Wednesday, 16 October 2019

microprocessor - Why does more transistors = more processing power?


According to Wikipedia, processing power is strongly linked with Moore's law:


http://en.wikipedia.org/wiki/Moore's_law



The number of transistors that can be placed inexpensively on an integrated circuit has doubled approximately every two years. The trend has continued for more than half a century and is not expected to stop until 2015 or later. The capabilities of many digital electronic devices are strongly linked to Moore's law: processing speed, memory capacity, sensors and even the number and size of pixels in digital cameras.
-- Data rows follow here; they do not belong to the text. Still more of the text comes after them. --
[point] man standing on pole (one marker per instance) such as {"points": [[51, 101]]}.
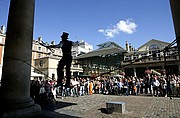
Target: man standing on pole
{"points": [[66, 59]]}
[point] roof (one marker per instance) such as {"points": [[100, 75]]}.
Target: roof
{"points": [[102, 51], [159, 43]]}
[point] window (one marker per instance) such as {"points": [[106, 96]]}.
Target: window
{"points": [[39, 55], [39, 48], [41, 63]]}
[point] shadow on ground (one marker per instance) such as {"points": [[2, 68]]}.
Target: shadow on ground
{"points": [[48, 110]]}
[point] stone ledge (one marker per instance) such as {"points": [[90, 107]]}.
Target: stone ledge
{"points": [[118, 107]]}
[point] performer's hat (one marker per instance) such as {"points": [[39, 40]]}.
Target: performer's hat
{"points": [[65, 35]]}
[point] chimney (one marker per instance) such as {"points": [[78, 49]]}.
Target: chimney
{"points": [[40, 39], [3, 29], [52, 42], [127, 46], [130, 47]]}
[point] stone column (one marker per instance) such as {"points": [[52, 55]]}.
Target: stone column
{"points": [[15, 90], [175, 8], [134, 69]]}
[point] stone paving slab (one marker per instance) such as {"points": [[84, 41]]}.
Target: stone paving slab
{"points": [[94, 106], [164, 108]]}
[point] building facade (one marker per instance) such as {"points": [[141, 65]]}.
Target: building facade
{"points": [[44, 61], [151, 56]]}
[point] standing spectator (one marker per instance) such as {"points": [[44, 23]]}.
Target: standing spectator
{"points": [[155, 86], [91, 88], [169, 91]]}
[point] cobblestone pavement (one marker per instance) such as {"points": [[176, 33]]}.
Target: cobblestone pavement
{"points": [[164, 108], [94, 106]]}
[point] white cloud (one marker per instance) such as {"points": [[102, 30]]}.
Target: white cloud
{"points": [[126, 26]]}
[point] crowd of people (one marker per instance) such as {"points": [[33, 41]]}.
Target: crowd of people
{"points": [[150, 84]]}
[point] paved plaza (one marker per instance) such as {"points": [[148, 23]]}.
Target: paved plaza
{"points": [[94, 106]]}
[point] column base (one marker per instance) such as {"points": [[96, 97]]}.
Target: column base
{"points": [[26, 112]]}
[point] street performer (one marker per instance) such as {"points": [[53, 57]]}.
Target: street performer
{"points": [[66, 59]]}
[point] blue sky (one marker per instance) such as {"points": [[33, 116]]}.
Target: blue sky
{"points": [[99, 21]]}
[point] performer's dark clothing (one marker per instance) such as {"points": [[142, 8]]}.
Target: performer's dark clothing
{"points": [[66, 60]]}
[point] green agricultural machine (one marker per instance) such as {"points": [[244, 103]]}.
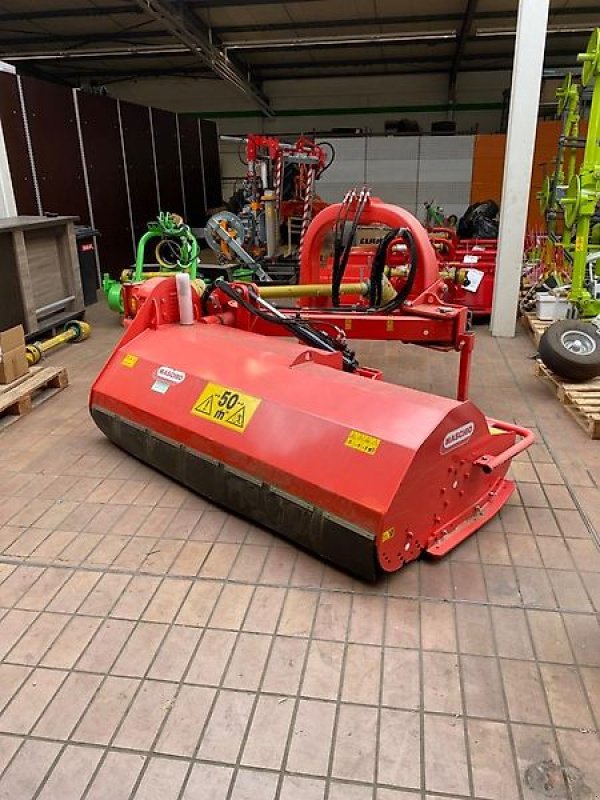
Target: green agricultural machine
{"points": [[175, 251], [571, 347]]}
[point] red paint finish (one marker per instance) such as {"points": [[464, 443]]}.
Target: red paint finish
{"points": [[425, 486]]}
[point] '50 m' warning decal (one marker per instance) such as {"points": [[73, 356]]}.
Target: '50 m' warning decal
{"points": [[226, 406]]}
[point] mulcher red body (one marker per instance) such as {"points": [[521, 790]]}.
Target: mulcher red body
{"points": [[366, 474]]}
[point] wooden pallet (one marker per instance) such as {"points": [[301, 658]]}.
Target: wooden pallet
{"points": [[581, 400], [24, 394], [535, 326]]}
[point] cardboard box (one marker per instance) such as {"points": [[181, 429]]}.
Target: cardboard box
{"points": [[13, 356]]}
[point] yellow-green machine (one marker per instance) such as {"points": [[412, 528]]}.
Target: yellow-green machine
{"points": [[571, 347]]}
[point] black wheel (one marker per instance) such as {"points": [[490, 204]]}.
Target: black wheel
{"points": [[571, 349]]}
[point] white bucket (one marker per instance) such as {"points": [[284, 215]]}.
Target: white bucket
{"points": [[550, 307]]}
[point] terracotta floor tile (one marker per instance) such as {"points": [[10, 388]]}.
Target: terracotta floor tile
{"points": [[74, 592], [209, 779], [145, 715], [400, 748], [231, 606], [297, 788], [38, 639], [249, 563], [21, 714], [483, 688], [104, 594], [106, 711], [67, 706], [268, 732], [71, 774], [285, 664], [116, 777], [445, 755], [511, 632], [568, 704], [333, 616], [323, 670], [310, 743], [199, 603], [190, 559], [339, 790], [8, 747], [19, 582], [437, 627], [362, 674], [298, 613], [366, 619], [187, 716], [249, 785], [491, 760], [27, 770], [354, 756], [106, 645], [248, 661], [167, 600], [223, 736], [211, 658], [138, 653], [534, 746], [162, 779], [583, 634], [13, 625], [524, 693], [220, 559], [265, 608], [175, 653], [441, 690], [401, 678], [549, 637], [71, 642], [135, 598], [569, 590], [402, 625]]}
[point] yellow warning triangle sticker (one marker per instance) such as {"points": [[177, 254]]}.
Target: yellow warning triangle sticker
{"points": [[237, 418], [205, 406]]}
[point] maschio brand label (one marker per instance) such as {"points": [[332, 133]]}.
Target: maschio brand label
{"points": [[458, 436], [170, 375]]}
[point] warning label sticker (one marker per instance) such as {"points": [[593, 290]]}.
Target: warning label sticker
{"points": [[363, 442], [226, 406]]}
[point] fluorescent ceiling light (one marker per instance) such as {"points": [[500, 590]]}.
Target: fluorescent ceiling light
{"points": [[489, 32], [367, 38]]}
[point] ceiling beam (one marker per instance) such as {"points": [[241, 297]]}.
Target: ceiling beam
{"points": [[186, 28], [361, 22], [461, 42]]}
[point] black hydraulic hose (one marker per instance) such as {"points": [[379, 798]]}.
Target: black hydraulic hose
{"points": [[405, 291], [338, 234], [338, 275], [301, 329], [378, 267]]}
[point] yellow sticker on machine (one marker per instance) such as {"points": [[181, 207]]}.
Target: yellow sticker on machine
{"points": [[226, 406], [129, 360], [362, 442], [389, 534]]}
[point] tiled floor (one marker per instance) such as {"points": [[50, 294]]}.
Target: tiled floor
{"points": [[155, 647]]}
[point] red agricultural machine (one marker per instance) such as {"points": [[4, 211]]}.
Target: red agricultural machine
{"points": [[297, 435]]}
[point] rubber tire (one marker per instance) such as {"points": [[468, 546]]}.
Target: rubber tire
{"points": [[572, 366]]}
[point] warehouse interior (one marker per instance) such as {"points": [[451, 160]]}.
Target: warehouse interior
{"points": [[299, 400]]}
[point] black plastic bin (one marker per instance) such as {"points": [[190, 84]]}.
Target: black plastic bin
{"points": [[86, 251]]}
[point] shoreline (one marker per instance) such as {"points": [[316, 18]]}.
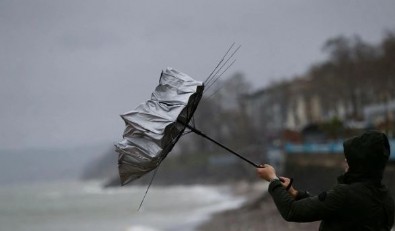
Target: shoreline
{"points": [[258, 212]]}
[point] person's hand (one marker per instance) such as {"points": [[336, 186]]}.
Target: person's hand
{"points": [[267, 172], [285, 182]]}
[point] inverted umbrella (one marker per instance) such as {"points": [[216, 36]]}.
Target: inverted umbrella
{"points": [[154, 127]]}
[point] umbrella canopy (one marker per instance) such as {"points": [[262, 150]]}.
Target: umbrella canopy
{"points": [[152, 128]]}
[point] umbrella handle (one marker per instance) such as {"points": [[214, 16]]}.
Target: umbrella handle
{"points": [[219, 144]]}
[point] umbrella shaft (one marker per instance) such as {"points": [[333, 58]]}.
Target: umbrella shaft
{"points": [[219, 144]]}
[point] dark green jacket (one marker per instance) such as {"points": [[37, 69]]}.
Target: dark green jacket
{"points": [[356, 206]]}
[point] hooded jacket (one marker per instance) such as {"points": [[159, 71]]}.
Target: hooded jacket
{"points": [[358, 202]]}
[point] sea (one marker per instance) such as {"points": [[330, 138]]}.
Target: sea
{"points": [[87, 206]]}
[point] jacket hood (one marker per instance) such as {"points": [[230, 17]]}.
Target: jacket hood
{"points": [[366, 155]]}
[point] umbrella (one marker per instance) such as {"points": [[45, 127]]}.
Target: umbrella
{"points": [[154, 127]]}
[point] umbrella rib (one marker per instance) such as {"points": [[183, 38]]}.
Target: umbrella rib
{"points": [[219, 63], [209, 83], [219, 76]]}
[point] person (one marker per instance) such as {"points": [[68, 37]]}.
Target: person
{"points": [[359, 201]]}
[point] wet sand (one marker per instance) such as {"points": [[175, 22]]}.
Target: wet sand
{"points": [[258, 213]]}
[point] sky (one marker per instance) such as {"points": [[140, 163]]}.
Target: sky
{"points": [[68, 69]]}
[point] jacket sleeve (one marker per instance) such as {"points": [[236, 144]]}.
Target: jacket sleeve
{"points": [[314, 208]]}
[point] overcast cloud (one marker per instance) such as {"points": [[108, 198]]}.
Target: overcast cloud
{"points": [[69, 68]]}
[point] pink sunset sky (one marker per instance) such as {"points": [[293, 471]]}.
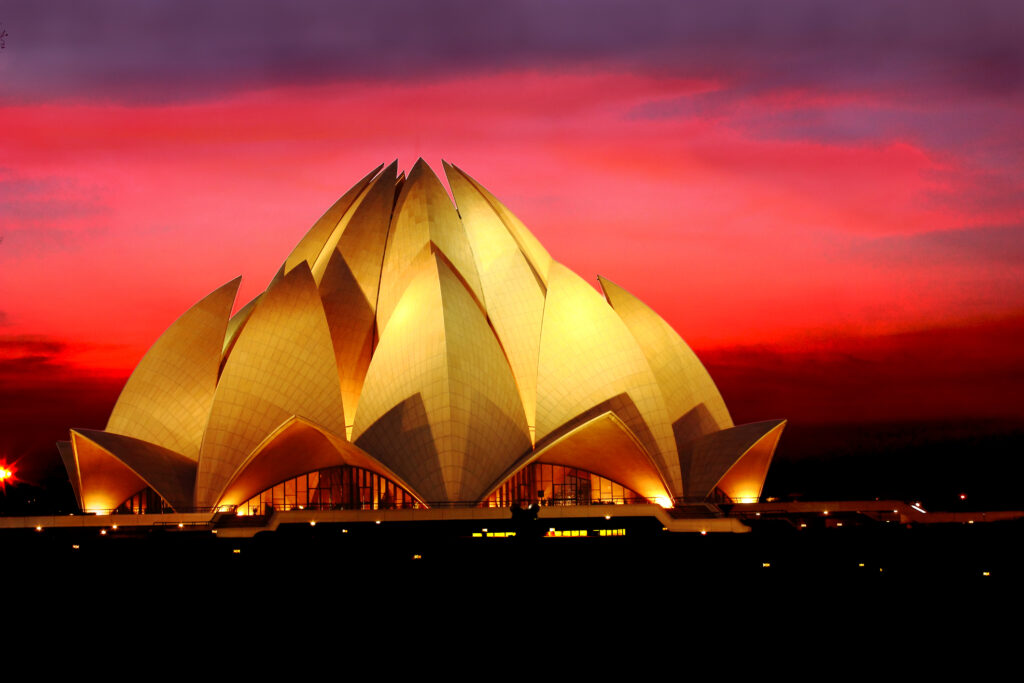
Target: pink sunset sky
{"points": [[825, 201]]}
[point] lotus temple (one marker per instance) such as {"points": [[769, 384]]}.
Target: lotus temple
{"points": [[416, 355]]}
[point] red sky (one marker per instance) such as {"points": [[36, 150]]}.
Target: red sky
{"points": [[827, 203]]}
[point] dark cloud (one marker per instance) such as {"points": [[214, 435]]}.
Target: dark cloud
{"points": [[30, 356], [129, 50]]}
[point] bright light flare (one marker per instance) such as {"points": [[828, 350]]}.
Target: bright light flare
{"points": [[8, 474]]}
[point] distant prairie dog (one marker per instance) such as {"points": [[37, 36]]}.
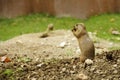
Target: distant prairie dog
{"points": [[50, 27], [85, 43]]}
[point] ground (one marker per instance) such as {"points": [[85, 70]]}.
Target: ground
{"points": [[56, 57]]}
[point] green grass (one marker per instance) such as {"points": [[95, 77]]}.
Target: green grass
{"points": [[33, 23]]}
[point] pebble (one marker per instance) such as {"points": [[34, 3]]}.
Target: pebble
{"points": [[19, 42], [62, 44], [115, 71], [63, 69], [39, 65], [78, 51], [115, 65], [72, 72], [74, 67], [89, 61], [82, 76]]}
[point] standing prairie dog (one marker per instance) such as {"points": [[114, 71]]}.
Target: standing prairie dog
{"points": [[85, 43]]}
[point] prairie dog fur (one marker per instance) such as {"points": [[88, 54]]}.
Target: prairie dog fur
{"points": [[85, 43]]}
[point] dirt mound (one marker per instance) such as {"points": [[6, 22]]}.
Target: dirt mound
{"points": [[56, 58], [106, 66]]}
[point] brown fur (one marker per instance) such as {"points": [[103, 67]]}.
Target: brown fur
{"points": [[85, 43]]}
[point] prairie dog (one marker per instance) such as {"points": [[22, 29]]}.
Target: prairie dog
{"points": [[85, 43]]}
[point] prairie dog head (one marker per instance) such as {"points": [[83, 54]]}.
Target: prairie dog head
{"points": [[79, 30]]}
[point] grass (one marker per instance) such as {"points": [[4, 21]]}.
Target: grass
{"points": [[101, 24]]}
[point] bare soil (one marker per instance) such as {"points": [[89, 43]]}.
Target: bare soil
{"points": [[35, 58]]}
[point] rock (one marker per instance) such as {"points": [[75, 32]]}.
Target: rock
{"points": [[115, 65], [74, 66], [72, 72], [34, 79], [82, 76], [62, 44], [89, 61], [19, 42], [78, 51], [39, 65], [63, 69], [115, 71]]}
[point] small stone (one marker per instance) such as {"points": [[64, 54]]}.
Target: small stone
{"points": [[72, 72], [19, 42], [89, 61], [62, 44], [78, 51], [82, 76], [115, 71], [33, 79], [74, 67], [115, 65], [39, 65], [92, 69], [73, 39], [63, 69]]}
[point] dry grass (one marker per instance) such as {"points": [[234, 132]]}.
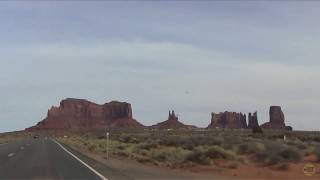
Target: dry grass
{"points": [[176, 148]]}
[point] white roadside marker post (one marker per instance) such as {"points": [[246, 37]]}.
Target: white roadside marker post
{"points": [[107, 145]]}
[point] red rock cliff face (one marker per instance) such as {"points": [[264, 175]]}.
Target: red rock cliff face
{"points": [[276, 119], [253, 120], [171, 123], [227, 119], [81, 114]]}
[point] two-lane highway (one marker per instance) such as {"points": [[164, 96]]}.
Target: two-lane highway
{"points": [[41, 159]]}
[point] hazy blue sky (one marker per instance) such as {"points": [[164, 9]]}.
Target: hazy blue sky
{"points": [[236, 56]]}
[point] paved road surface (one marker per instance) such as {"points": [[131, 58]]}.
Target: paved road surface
{"points": [[40, 159]]}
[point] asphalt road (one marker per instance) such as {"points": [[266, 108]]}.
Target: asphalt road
{"points": [[41, 159]]}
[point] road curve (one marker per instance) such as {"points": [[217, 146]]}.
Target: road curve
{"points": [[41, 159]]}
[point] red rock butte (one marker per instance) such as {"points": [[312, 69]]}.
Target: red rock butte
{"points": [[171, 123], [80, 114], [277, 120], [232, 120]]}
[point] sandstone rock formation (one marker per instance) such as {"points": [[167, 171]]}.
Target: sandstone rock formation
{"points": [[171, 123], [80, 114], [276, 119], [227, 119], [253, 120]]}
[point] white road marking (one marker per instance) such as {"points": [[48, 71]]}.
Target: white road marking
{"points": [[93, 170], [11, 154]]}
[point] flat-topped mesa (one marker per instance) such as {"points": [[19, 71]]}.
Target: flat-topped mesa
{"points": [[253, 120], [232, 120], [80, 114], [171, 123], [276, 119]]}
All of these are improving at (roughly) exponential rates as well.



As someone who has some background in computer architecture, I don't understand why throwing in more transistors in a CPU would boost a its power since ultimately, instructions are roughly read/executed sequentially. Could anyone explain which part I'm missing?




Answer



A lot of things that give you more power just require more transistors to build them. Wider buses scale the transistor count up in almost all processor components. High speed caches add transistors according to cache size. If you lengthen a pipeline you need to add stages and more complex control units. If you add execution units to help mitigate a bottleneck in the pipeline, each of those requires more transistors, and then the controls to keep the execution units allocated adds still more transistors.


The thing is, in an electronic circuit, everything happens in parallel. In the software world, the default is for things to be sequential, and software designers go to great pains to get parallelism built into the software so that it can take advantage of the parallel nature of hardware. Parallelism just means more stuff happening at the same time, so roughly equates to speed; the more things that can be done in parallel, the faster you can get things done. The only real parallelism is what you get when you have more transistors on the job.